In der aktualisierten Fassung wird die Zahlungspflicht von den Betrieben auf die Gäste verlagert. Zudem sieht sie eine vorübergehende Entlastung für langfristige Vereinbarungen vor, die vor Mai 2026 abgeschlossen wurden.
Die überarbeitete Satzung führt eine Übergangsregelung ein: Unternehmen, deren Verträge vor dem 1. Mai 2026 unterzeichnet wurden, müssen die Abgabe erst ab dem 31. März 2027 entrichten. Diese Maßnahme soll den Übergang zum neuen System erleichtern.

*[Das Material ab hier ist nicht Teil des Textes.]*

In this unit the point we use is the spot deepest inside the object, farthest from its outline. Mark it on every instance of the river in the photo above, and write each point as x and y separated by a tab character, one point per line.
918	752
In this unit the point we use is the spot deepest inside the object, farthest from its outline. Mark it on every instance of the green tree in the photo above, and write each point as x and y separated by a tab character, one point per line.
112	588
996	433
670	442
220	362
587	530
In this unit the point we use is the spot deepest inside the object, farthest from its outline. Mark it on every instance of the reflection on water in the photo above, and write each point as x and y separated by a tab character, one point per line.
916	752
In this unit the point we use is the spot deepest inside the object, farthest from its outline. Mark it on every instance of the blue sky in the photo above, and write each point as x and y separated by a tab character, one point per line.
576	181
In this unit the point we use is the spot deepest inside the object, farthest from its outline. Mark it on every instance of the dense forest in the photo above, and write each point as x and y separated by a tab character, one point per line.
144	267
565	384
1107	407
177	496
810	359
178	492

Eine weitere zentrale Neuerung präzisiert, dass künftig die Gäste – und nicht mehr die Betriebe – die Beherbergungssteuer tragen. Der Entwurf wird am 6. Mai 2026 zunächst im Finanz- und Hauptausschuss beraten. Nach dieser Prüfung geht er zur endgültigen Beschlussfassung in den Stadtrat.
Die überarbeitete Satzung durchläuft nun das Ausschussverfahren, bevor der Stadtrat abschließend darüber abstimmt. Unternehmen mit älteren Verträgen erhalten so zusätzliche Zeit zur Anpassung, während künftig die Gäste die Steuer für ihre Aufenthalte übernehmen.